Until 2014, Burkina Faso was a model of peaceful relations between Christians and Muslims. Both faith groups lived contentedly side by side. But then heavily armed jihadis began returning from conflicts in Libya and Syria.
In 2019 the violence increased dramatically. That year, Susanna says, the jihadis declared their intention to target Christians, who make up at least 20 per cent of the population. ‘Now the whole country has been touched by these terrorist attacks,’ she adds.
‘Timothy’, an Assembly of God preacher, lived in the north-west with his wife and five children. He was working to help internally displaced people some 200 kilometres from the capital.

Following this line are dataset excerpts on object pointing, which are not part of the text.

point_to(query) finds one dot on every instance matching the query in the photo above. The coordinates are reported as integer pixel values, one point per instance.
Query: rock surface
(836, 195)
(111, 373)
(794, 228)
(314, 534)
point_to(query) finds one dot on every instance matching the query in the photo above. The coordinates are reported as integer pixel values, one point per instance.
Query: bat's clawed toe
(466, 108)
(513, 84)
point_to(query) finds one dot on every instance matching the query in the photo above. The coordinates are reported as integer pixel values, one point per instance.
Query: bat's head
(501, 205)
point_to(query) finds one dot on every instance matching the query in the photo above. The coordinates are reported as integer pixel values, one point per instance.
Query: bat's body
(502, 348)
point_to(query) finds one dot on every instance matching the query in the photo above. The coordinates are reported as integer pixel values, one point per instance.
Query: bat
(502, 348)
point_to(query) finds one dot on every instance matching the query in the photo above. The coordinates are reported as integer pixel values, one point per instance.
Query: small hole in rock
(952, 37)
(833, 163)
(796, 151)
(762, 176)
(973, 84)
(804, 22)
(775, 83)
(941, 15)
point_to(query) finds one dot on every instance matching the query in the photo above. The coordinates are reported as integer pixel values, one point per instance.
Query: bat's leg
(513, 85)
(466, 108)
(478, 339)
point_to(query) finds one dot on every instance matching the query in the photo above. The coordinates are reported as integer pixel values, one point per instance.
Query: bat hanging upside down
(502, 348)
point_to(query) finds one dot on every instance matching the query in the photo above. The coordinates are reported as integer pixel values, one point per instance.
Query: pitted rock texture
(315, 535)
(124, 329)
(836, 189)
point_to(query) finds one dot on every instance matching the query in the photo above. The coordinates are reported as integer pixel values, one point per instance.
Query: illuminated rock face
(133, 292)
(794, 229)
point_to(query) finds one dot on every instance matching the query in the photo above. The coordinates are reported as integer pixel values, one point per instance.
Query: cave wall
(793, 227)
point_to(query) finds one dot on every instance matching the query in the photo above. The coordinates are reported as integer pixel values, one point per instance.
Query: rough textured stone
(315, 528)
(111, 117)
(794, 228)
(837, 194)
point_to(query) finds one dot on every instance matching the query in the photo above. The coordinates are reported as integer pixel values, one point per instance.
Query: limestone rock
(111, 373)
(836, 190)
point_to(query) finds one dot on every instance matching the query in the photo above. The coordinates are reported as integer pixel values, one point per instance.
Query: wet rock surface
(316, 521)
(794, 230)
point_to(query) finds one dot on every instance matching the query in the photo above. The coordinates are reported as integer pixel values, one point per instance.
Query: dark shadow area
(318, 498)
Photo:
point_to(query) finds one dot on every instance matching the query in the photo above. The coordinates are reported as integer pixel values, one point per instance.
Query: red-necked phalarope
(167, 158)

‘Timothy was threatened,’ says Susanna. ‘He was told they were planning to kill him. But he was bold and said: “I will stay with my family; we will serve the Lord where we are.”’

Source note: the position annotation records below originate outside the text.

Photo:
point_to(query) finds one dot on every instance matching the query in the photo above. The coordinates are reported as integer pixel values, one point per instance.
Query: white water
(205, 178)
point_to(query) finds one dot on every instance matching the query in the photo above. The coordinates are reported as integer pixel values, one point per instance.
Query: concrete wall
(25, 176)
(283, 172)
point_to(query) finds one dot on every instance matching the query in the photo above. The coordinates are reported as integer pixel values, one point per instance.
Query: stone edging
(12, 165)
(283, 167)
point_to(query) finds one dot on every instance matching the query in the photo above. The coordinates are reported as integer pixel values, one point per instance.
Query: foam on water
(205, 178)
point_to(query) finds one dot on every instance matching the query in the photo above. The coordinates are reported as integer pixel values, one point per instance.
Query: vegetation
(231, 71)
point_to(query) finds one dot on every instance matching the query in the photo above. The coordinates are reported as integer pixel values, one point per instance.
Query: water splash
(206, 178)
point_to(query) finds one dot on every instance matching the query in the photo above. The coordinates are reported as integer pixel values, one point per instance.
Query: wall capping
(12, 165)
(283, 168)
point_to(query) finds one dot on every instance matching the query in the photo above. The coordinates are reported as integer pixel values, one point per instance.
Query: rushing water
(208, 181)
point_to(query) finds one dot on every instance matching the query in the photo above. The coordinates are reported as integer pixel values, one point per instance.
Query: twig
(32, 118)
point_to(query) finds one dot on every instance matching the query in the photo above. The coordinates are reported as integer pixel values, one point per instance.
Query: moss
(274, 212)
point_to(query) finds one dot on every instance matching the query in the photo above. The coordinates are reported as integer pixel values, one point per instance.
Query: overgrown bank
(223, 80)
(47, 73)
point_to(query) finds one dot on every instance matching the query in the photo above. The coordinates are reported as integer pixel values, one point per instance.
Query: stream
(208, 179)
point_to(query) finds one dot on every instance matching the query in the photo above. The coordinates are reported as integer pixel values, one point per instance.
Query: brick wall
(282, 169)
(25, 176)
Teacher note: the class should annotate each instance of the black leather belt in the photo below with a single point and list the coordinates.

But then the situation changed for the worst. ‘One church member, a lady, had been walking down the street,’ says Susanna. ‘There was a bomb hidden in the road. Suddenly, she exploded. There was nothing left of her.
‘Timothy told me, “If we don’t move now, the road may be completely closed and there will be no possibility to get out. We must move to the capital.”’
He joined the flood of people forced by the violence to flee their homes. According to the UN Refugee Agency (UNHCR) there are now almost 2.7m refugees across the region.
Release International partner Susanna is working to provide urgent help to the displaced and refugees. In recent years, she has observed the culture grow increasingly radical and intolerant – and not just in Burkina Faso.
Susanna began to notice the difference back in 2016. ‘Very soon there were more than 600 jihadist schools in Burkina Faso. They were training normal people to become jihadist fighters.’
Today, she sees that same process of radicalization taking place across the Sahel. ‘Hotspots begin in different areas. And when you look at the big picture, you can see they are somehow connected. I am a little afraid now when I look at Africa.’
She continues: ‘Many people try to say that these are simply tribal wars. But what we see is the radicalization of Muslims. The jihadists are trying to make an Islamic State of Greater Sahara. It is really obvious that this is a religious conflict.’
In the middle of this trouble, she believes God is at work. The church is growing under pressure. ‘People are growing in faith and have the courage to keep their faith.
‘It reminds me that freedom and peace must never be taken for granted,’ says Susanna. ‘What I see challenges me to stay strong.
‘This has been a wake-up call for Christians in Burkina Faso. And it’s a wake-up call for us all. The clock is ticking.’
‘The conflict in the Sahel is the forgotten jihad,’ says Release International CEO Paul Robinson. ‘The religiously motivated violence that has been growing in Nigeria is now being replicated in a much wider region. It is time for the world to sit up and take notice.’
Release International is active in around 30 countries. It works through partners to prayerfully, pastorally, and practically support the families of Christian martyrs, prisoners of faith and their families, as well as Christians suffering oppression and violence, and Christians forced to flee.